DiffusionGemma 26B-A4B: Google’s Experiment Generating 15-20 Tokens at Once with Discrete Text Diffusion
⏱️ Estimated reading time: 9 min

What Is New
Google DeepMind released google/diffusiongemma-26B-A4B-it. The name signals a Gemma-based architecture, but the text generation mechanism is fundamentally different. Conventional language models predict tokens one at a time from left to right, the autoregressive approach. DiffusionGemma instead uses discrete text diffusion: it iteratively refines a noise-mixed sequence until it arrives at the final text.
In terms of actual generation speed, the model generates 15 to 20 tokens simultaneously in a single forward pass. The model card states that it exceeds 1,100 tokens/sec on H100 FP8 at low batch sizes. This figure is from Google’s own measurement and will vary with hardware configuration and batch size.
The license is Apache-2.0, a standard open-source license that permits commercial use and derivative model distribution.
Architecture
Parameter breakdown:
- Total parameters: 25.2B
- Active parameters: 3.8B
- Layers: 30
- Experts: 128 total, 8 active + 1 shared
- Vocabulary size: 262,144
- Vision encoder: approximately 550M parameters
- Sliding window: 1,024 tokens
- Canvas length: 256
- Context: up to 256K tokens
Structurally it is an encoder-decoder with bidirectional attention. Unlike the unidirectional attention of a standard causal language model, the full sequence is visible at once. Combined with discrete diffusion, this is what enables multiple tokens to be generated in a single pass.
The model accepts images and video as input in addition to text. Variable resolutions and aspect ratios are supported for images.
The model was trained on more than 140 languages and explicitly supports 35 or more. The training data cutoff is January 2025.
Benchmarks
Figures from the model card are for the instruction-tuned version using the Entropy Bound sampler.
| Benchmark | Score |
|---|---|
| MMLU Pro | 77.6% |
| AIME 2026 (no tools) | 69.1% |
| LiveCodeBench v6 | 69.1% |
| GPQA Diamond | 73.2% |
| BigBench Extra Hard | 47.6% |
| MMMU Pro (vision) | 54.3% |
| MATH-Vision | 70.5% |
AIME 2026 at 69.1% and GPQA Diamond at 73.2% represent a meaningful level for mathematical reasoning and scientific problem solving. Given 3.8B active parameters, these numbers are worth noting, though benchmarks are always snapshots under specific conditions.
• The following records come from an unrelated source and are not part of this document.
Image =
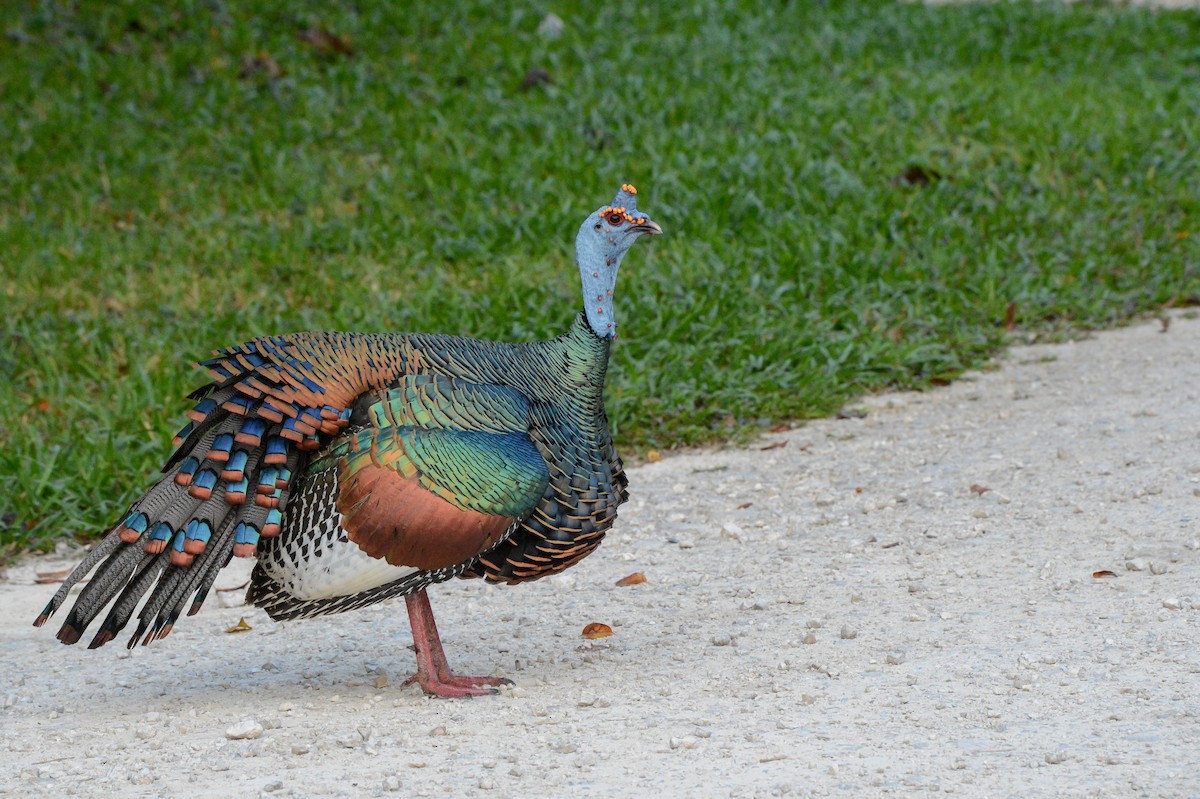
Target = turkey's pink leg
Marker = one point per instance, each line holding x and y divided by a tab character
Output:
432	671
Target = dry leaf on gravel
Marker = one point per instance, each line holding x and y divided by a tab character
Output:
597	630
241	626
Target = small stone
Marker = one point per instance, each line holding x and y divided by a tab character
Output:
245	730
551	26
349	740
1055	757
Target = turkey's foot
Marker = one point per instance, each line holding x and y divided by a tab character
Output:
433	672
455	685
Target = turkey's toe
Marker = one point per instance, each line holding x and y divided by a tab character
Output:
454	685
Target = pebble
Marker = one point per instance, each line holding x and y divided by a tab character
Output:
551	26
349	740
1057	756
245	730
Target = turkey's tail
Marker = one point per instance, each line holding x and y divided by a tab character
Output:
223	487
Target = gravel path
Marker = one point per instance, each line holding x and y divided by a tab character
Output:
837	611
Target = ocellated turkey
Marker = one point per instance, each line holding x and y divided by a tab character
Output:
360	467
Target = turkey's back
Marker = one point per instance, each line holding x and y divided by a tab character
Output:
547	395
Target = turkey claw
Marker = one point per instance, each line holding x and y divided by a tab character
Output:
453	685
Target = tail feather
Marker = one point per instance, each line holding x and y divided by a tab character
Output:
109	578
100	552
270	404
179	583
216	499
123	610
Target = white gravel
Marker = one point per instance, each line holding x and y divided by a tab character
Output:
870	624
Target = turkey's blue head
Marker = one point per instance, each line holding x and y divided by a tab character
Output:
604	239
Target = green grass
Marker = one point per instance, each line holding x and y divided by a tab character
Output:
165	194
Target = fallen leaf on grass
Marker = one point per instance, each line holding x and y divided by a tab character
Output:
327	42
535	77
917	175
597	630
262	64
241	626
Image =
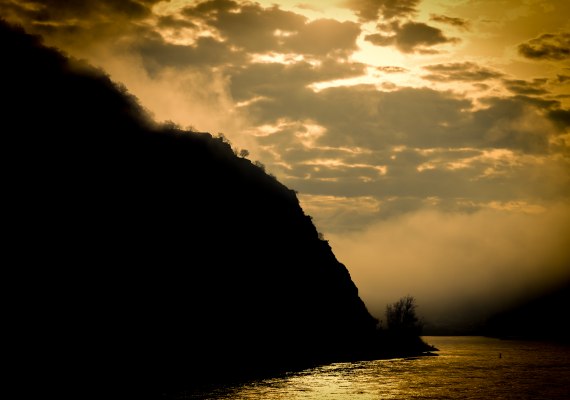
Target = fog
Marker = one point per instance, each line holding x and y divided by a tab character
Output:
460	267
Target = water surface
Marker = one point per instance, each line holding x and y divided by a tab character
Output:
465	368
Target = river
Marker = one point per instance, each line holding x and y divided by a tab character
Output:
467	367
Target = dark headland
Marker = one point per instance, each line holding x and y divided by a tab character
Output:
146	259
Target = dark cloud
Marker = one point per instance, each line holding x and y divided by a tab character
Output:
561	79
560	117
454	21
256	29
412	37
275	81
522	87
207	51
548	46
64	10
169	21
250	27
391	69
371	10
322	36
466	71
78	24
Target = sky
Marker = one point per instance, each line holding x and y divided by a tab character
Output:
429	140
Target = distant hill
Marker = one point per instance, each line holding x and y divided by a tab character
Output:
152	257
542	317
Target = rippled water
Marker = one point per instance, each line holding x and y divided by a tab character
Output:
466	368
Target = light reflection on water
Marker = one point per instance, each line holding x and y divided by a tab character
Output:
466	368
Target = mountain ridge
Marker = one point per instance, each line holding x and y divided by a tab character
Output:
149	257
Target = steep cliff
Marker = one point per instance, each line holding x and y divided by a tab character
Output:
153	252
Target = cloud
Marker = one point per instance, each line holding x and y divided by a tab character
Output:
371	10
323	36
156	53
449	260
391	69
256	29
466	71
454	21
412	37
522	87
547	46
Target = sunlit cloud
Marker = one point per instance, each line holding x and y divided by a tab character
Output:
411	125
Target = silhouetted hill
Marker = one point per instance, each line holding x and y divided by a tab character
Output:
150	257
543	317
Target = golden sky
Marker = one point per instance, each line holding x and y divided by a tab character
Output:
429	139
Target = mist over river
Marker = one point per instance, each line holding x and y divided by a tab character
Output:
467	367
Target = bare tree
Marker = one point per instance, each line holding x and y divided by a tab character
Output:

K8s Deployment Considerations for Diffusion-Based Generation
The non-autoregressive generation mechanism has implications for serving infrastructure.
KV cache patterns differ. An autoregressive model caches KV state for generated tokens sequentially to predict the next token. Discrete diffusion iteratively refines the full sequence, so the standard KV cache mechanism may not apply directly. Whether vLLM or SGLang’s PagedAttention optimization works as intended needs verification through actual testing.
Batch processing characteristics differ. In autoregressive models, varying sequence lengths within a batch are handled through padding or continuous batching. For diffusion models, processing time depends on the combination of diffusion steps and canvas length. Per-request latency variance may show a different pattern compared to standard AR models.
Inference memory. At BF16, the full 25.2B parameters require approximately 50.4GB VRAM. Including the 550M vision encoder, it fits on a single A100 80GB or H100 80GB. Because the active-parameter design is 3.8B, throughput economics are more favorable than a dense 25B model.
Officially supported frameworks are Transformers, vLLM, SGLang, and Docker Model Runner. Twenty-six quantized variants are available.
# vLLM serving example
vllm serve google/diffusiongemma-26B-A4B-it \
--dtype bfloat16 \
--max-model-len 32768
Given the discrete diffusion architecture, verify vLLM version compatibility first. Some features optimized for standard AR models may not function correctly.
Thinking mode is configurable, and system prompts plus function calling are natively supported.
ThakiCloud Perspective
Experimental environment for diffusion LLM inference paradigm. DiffusionGemma is better suited for researching and experimenting with inference paradigms than for production workloads at this stage. On the ThakiCloud platform, a dedicated experimental Kueue WorkloadClass can be created to measure actual diffusion model throughput and quality side by side with autoregressive models. Gathering data on where discrete diffusion diverges from AR for specific task types is the right first step.
256K context and multimodal inputs. The 256K context window and image/video input support are useful for long-document comprehension and large codebase analysis tasks. The Apache-2.0 license places no restrictions on commercial use or derivative model development, which is an advantage when integrating on-premises.
The diffusion LLM ecosystem is not yet as mature as the autoregressive model ecosystem. Direct verification of serving framework support status for diffusion models, quantization effectiveness, and real-world deployment stability is still required.